Sayıca fazla olan bu insanların aşırı dindarlık ya da laiklik gibi bir öncelikleri yok. Laik yaşantısı olan zenginlerin çocuklarını görüyorlar. Dindar yaşantısı olan zengin kesimin çocuklarını görüyorlar. Bu zenginlikleri kendi alın terleriyle kazanmadıklarına, ayrıca bu çocukların ailelerinin de bu zenginliklerini çalışarak kazanmadıklarına inanıyorlar ve diyorlar ki “Biz niye zengin değiliz?”

HARACI HAK GÖRÜYORLAR

Zengin olduğunu gördükleri kesimden haraç isterken bunun hakları olduğuna inanıyorlar. Bu durum 1980’lerde ilk olarak Brezilya’da ortaya çıktı. Sonrasında şekil değiştirerek Kolombiya’da kendine zemin buldu. Şu anda da bizim ülkemizde yaşanıyor. Ülkeyi yönetenler lütfen saygısızlık kabul etmesinler ancak bence bu durumun ciddiyetinin henüz farkına varabilmiş değiller. Cezaları arttırmayla bu sorun bitmeyecektir.

Silah ve bombalar bugün olduğu gibi 14 ve 25 yaş grubu arasındaki gençlerin eline 1980 öncesi bir kez daha geçmişti. Çatışmaların, ölümlerin önlenebilmesi ancak askeri darbeyle mümkün olmuştu. Yaşadığımız bu yıllarda askeri darbe yapılamayacağına göre bu olayların yakın zamanda bitirilebilmesi bence mümkün görünmüyor. Ne kadar insanın tutuklandığı önemli değil.

O MARŞ HâLâ AKLIMDA

Genç neslin içinde kendini laik veya dindar olarak bir grubun içinde konumlandıramayan, sayıları da çok fazla olan genç insanlar hayata ve yaşadıkları topluma çok kinliler. Bu bugünün meselesi de değil aslında. Bizim çocukluğumuzda dahi yaşanacak bu günlerin emareleri görünüyordu. Çevremizde kendini farklı tarzda gören arkadaşlar vardı. Hatta o dönemlerde “serseri” isminde hepsinin söylediği marş gibi, şiir gibi bir şey vardı. Hala daha aklımdadır.
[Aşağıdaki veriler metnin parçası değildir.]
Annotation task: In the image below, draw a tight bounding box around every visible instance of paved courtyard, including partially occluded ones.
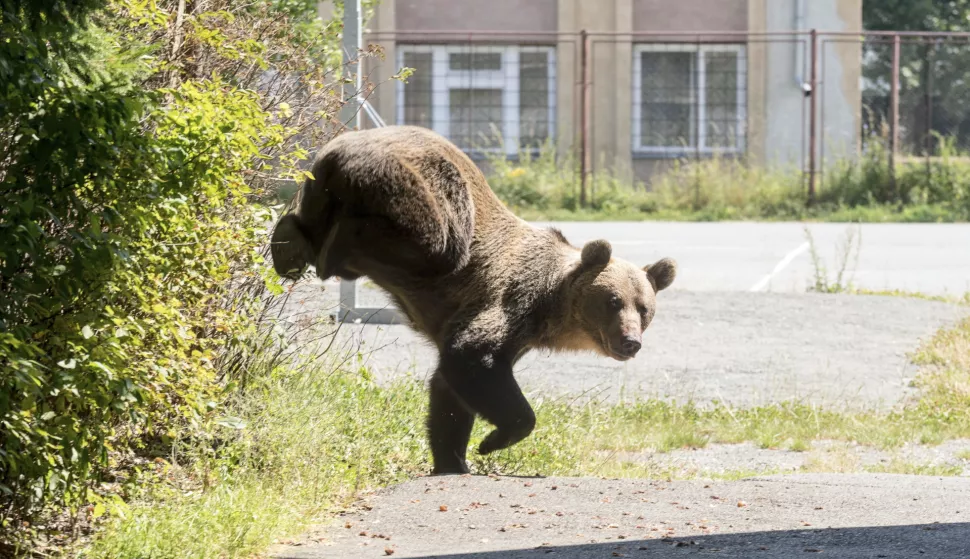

Arama hayatın cilvesine bahane/Benim adım serseri ise sana ne/Sanma ki bunu söyleten kindir/Siz iyi bilirsiniz serseri dedikleri kimdir/Silin hayalinizden o karanlık eseri/En kralından üstündür bu gördüğünüz serseri.

Bizim çocukluğumuza ait bu satırlardaki duygular bugün ortaya çıkan şiddet sarmalının bence temelini oluşturuyordu. Tabii o zamanlar bu satırlardaki duygunun bu kadar yakıcı olacağını kimse tahmin etmemiştir.

EN İYİ ÇÖZÜM

Bence devlet kanuni tedbirlere tabii ki başvurmalıdır. Ancak bunun yanında maddi durumu kötü olan ailelerin çocuklarına hiç değilse öğrencilik yıllarında arkadaşlarına mahcup olmayacak oranda burs verilmelidir. Bu ailelere kömür, patates, soğan gibi sosyal yardımların bir tık ötesine geçilerek işsizlik maaşları arttırılmalı. Fakirlik maaşları elle tutulur hale getirilmelidir.

Devlet görevinden şu veya bu sebeple ayrılmış asker ve polislerin bu gençlik yapılarıyla temasları daha örgütsel hale geldiğinde Kolombiya’da, Meksika’da yaşanan gerçek kartellerin Türkiye’de oluşmasının bence uzak tarihlerde olmadığını söylemiştim. Aynı fikirdeyim. İnşallah siyasi irade ve yüce devletimiz en iyi çözümü oluşturabilirler.